The distributable is a pure-Python wheel: pyspark_connect_web-<version>-py3-none-any.whl.

  • No compiled extensions - it must import under Pyodide/WASM, so it is py3-none-any and depends on nothing native. In particular it does not depend on grpcio - dependencies = [] in pyproject.toml, and pyspark/pyarrow/pandas/protobuf come from the Pyodide environment.
  • The JS glue (worker/*.js, jupyterlite/*) ships inside the wheel as package data so the JupyterLite build can reference it.

py.typed (PEP 561)

The package is fully type-hinted (typed Protocols in _contract.py, etc.) but does not yet ship a py.typed marker, so downstream type-checkers treat it as untyped. To publish the type information:

  1. Add an empty pyspark_connect_web/py.typed (PEP 561 marker).
  2. Ensure it is packaged. With setuptools + [tool.setuptools.packages.find] this needs package-data inclusion, e.g. in pyproject.toml:
[tool.setuptools.package-data]
pyspark_connect_web = ["py.typed", "worker/*.js", "jupyterlite/*"]

pyspark_connect_web/ is owned by the components / the integrator; the does not add the marker unilaterally. This is flagged in CONTRIBUTING.md for the owner to land. (Without it, the JS/notebook package data above should still be declared so the wheel is complete - confirm with the integrator.)

Build the wheel

# in a dev venv (the browser does NOT use this venv)
python -m pip install build==1.2.2
python -m build --wheel --outdir dist     # -> dist/pyspark_connect_web-*.whl
# or:  make wheel

Validate the wheel is importable + grpcio-free before publishing:

python -m pip install dist/pyspark_connect_web-*.whl
python -c "import pyspark_connect_web; print(pyspark_connect_web.__name__)"
# grpcio must NOT be a transitive dependency:
python - <<'PY'
import importlib.metadata as m
reqs = m.requires("pyspark-connect-web") or []
assert not any("grpcio" in r for r in reqs), reqs
print("OK: no grpcio in wheel requirements")
PY

Install in the browser (Pyodide / JupyterLite)
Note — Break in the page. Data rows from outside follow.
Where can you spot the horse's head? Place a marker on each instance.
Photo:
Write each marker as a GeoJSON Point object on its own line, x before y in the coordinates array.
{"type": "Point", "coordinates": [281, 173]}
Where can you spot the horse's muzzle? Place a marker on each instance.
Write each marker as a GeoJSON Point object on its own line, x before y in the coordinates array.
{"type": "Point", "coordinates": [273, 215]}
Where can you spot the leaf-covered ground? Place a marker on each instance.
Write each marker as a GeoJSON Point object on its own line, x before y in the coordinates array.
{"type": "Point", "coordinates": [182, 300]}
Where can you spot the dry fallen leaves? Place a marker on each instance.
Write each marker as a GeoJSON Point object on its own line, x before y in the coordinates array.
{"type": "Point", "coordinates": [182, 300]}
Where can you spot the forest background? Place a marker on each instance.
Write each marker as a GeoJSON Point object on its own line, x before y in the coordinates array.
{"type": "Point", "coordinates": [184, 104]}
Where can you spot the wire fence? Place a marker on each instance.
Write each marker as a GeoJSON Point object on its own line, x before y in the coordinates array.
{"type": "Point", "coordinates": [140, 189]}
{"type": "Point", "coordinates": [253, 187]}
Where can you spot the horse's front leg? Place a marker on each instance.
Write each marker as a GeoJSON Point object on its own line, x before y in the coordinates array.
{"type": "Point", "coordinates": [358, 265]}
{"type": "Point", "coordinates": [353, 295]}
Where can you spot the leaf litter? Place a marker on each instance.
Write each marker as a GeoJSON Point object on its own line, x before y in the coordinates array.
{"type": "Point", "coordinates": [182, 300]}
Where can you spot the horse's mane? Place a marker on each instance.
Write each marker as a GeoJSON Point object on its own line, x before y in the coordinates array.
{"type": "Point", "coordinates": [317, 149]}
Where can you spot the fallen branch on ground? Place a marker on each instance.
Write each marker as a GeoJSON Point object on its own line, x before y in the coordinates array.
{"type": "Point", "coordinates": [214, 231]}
In the Pyodide worker (see worker/worker_bootstrap.js), micropip installs the wheel by URL alongside the pinned runtime deps:

import micropip
await micropip.install("protobuf>=7")
await micropip.install("googleapis-common-protos>=1.56.4")
# Slim Spark Connect client; deps=False (grpcio/grpcio-status are shimmed).
await micropip.install("https://<your-lite-origin>/pyspark_client-4.1.2-py3-none-any.whl", deps=False)
await micropip.install("https://<your-lite-origin>/pyspark_connect_web-<version>-py3-none-any.whl")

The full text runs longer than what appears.